La SCI LES FREROTS sera donc déboutée de sa demande de dommages et intérêts pour résistance abusive.
Sur la demande de dommages et intérêts formée par Madame [H] [B]
En application de l’article 1231-6 du code civil, les dommages et intérêts dus à raison du retard dans le paiement d'une obligation de somme d'argent consistent dans l'intérêt au taux légal, à compter de la mise en demeure.
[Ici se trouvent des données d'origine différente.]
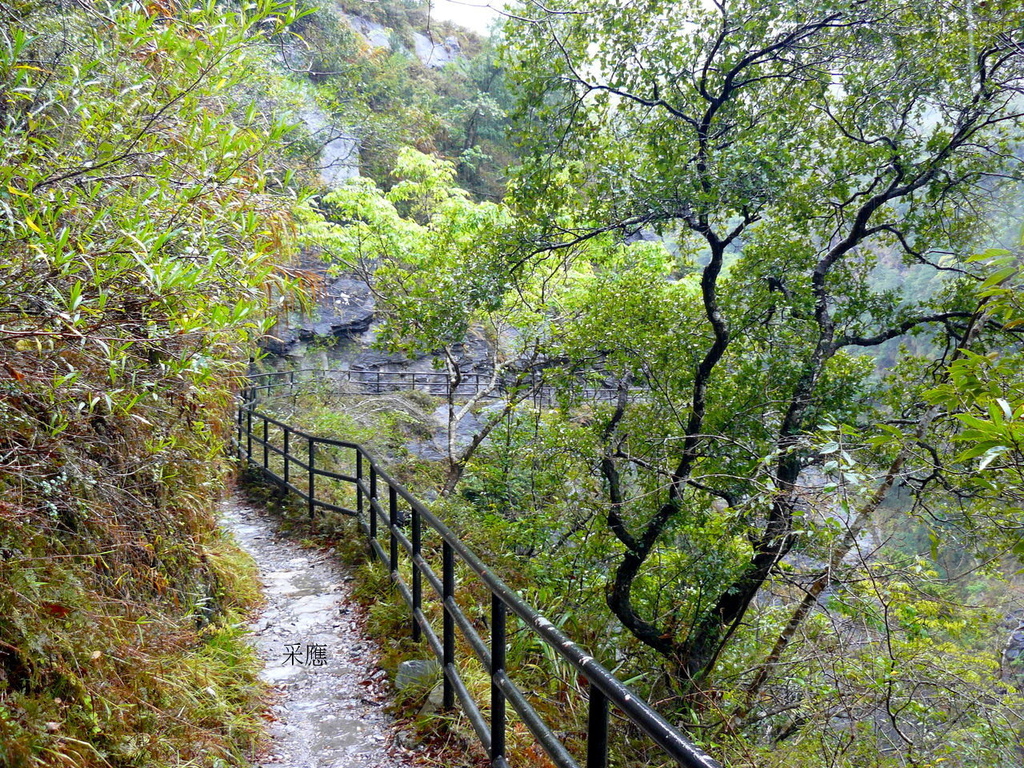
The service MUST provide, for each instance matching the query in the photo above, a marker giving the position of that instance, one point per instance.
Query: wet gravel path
(329, 691)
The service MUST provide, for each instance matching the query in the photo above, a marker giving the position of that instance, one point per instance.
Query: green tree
(432, 258)
(790, 144)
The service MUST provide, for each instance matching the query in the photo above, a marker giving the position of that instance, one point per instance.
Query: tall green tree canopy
(786, 146)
Ces dommages et intérêts sont dus sans que le créancier soit tenu de justifier d'aucune perte.
Le créancier auquel son débiteur a causé, par sa mauvaise foi, un préjudice indépendant du retard dans l’exécution de l’obligation, peut obtenir des dommages et intérêts distincts des intérêts moratoires de la créance.
En l’espèce, faute pour Madame [H] [B] de caractériser la mauvaise foi de la société BALTO BAR-MZ, qui ne saurait résulter d’un simple retard de paiement, elle ne pourra qu’être déboutée de sa demande de dommages et intérêts.
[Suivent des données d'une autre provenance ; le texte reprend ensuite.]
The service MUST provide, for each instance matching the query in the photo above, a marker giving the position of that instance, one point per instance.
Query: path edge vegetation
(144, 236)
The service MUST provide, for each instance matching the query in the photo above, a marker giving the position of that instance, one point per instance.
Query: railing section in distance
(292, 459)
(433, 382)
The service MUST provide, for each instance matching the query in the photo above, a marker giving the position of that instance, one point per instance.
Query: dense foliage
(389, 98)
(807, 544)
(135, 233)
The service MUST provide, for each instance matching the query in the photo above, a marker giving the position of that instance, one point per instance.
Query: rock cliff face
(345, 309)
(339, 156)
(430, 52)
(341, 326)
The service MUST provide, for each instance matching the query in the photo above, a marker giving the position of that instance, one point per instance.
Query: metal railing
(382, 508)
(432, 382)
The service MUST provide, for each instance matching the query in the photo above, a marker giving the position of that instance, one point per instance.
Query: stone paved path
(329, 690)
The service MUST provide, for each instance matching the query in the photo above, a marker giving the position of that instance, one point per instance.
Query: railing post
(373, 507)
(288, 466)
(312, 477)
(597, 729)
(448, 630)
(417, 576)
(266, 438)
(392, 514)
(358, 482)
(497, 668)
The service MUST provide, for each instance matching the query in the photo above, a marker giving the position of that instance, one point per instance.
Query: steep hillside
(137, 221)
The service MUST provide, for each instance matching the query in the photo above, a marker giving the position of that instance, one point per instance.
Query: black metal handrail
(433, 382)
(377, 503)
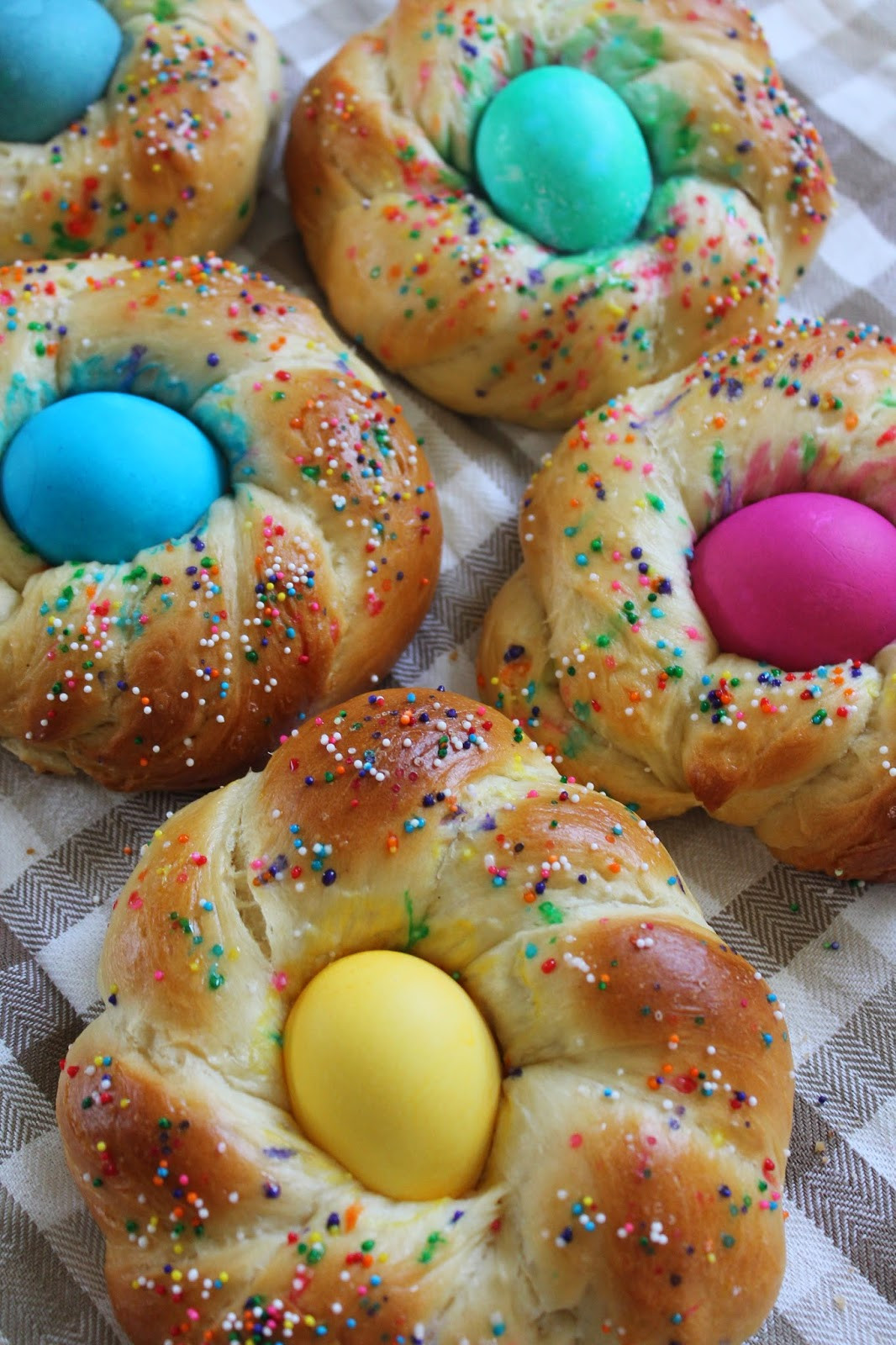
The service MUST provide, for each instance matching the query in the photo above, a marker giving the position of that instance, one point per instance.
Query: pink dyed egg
(799, 582)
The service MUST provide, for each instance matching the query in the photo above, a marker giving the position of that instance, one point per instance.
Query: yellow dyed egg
(393, 1073)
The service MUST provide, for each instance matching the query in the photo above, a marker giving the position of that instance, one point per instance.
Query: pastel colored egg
(799, 582)
(560, 156)
(393, 1073)
(101, 475)
(57, 57)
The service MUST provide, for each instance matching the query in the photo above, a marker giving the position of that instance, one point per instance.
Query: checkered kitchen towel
(828, 948)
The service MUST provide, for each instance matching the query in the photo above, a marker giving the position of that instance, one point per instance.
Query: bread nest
(633, 1187)
(598, 645)
(167, 161)
(481, 316)
(298, 587)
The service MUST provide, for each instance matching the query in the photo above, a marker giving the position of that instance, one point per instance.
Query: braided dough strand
(598, 645)
(640, 1145)
(170, 159)
(186, 663)
(479, 315)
Sur la demande de délais de paiement formée par la Société LE BALTO BAR – MZ
L’article 1343-5 du code civil dispose que le juge peut, compte tenu de la situation du débiteur et en considération des besoins du créancier, reporter ou échelonner, dans la limite de deux années, le paiement des sommes dues.
En l’espèce, faute pour la société BALTO BAR-MZ de produire la moindre pièce de nature à éclairer le tribunal sur sa situation financière et sa capacité à honorer un échéancier de paiement, elle sera déboutée de sa demande de délais de paiement.
Sur les mesures de fin de jugement
En application de l’article 696 du code de procédure civile, la société BALTO BAR-MZ, partie principalement perdante, sera condamnée aux dépens, qui ne comprendront pas les « coûts des commandements de payer » comme le sollicite la SCI LES FREROTS dans la mesure où le commandement de payer du 15 mars 2020 a été jugé nul et où les précédents commandements étaient intégrés au décompte produit par Madame [H] [B].
Il serait en outre inéquitable de laisser à la charge de la SCI LES FREROTS et de Madame [H] [B] l’intégralité de leurs frais de procédure non compris dans les dépens. La société BALTO BAR-MZ sera donc condamnée à leur payer à chacune la somme de 3 000 euros sur le fondement de l’article 700 du code de procédure civile.
Conformément à l’article 514 du code de procédure civile, le présent jugement est assorti de l’exécution provisoire de droit, qu’aucun motif ne justifie d’écarter.
PAR CES MOTIFS,
Le tribunal,
-Déboute la SCI LES FREROTS de sa demande en acquisition de la clause résolutoire et des demandes subséquentes,
-Déboute la SCI LES FREROTS de sa demande de résolution judiciaire du bail et de ses demandes subséquentes (expulsion, indemnité d’occupation, séquestration des meubles)
-Déboute la société BALTO BAR-MZ de sa demande de réduction du loyer,
-Condamne la société BALTO BAR-MZ à payer à la SCI LES FREROTS la somme de 45 611,22 euros au titre de son arriéré locatif arrêté au 8 mai 2024, en deniers et quittances, et avec intérêts au taux légal à compter de la présente décision,
-Condamne la société BALTO BAR-MZ à payer à Madame [H] [B] la somme de 45 560,37 euros au titre de son arriéré locatif, avec intérêts au taux légal à compter de la présente décision,
-Déboute la SCI LES FREROTS de sa demande de dommages et intérêts pour résistance abusive,
-Déboute Madame [H] [B] de sa demande de dommages et intérêts pour résistance abusive,
-Déboute la société BALTO BAR-MZ de sa demande de délais de paiement,
-Condamne la société BALTO BAR-MZ à payer à la SCI LES FREROTS la somme de 3 000 euros sur le fondement de l’article 700 du code de procédure civile,
-Condamne la société BALTO BAR-MZ à payer à Madame [H] [B] la somme de 3 000 euros sur le fondement de l’article 700 du code de procédure civile,
-Condamne la société BALTO BAR-MZ aux dépens, en ce non compris les coûts des commandements de payer,
-Dit n’y avoir lieu à écarter l’exécution provisoire.
Fait au Palais de Justice, le 25 novembre 2024
La minute de la présente décision a été signée par Madame Aliénor CORON, Juge, assistée de Madame Zahra AIT, greffière.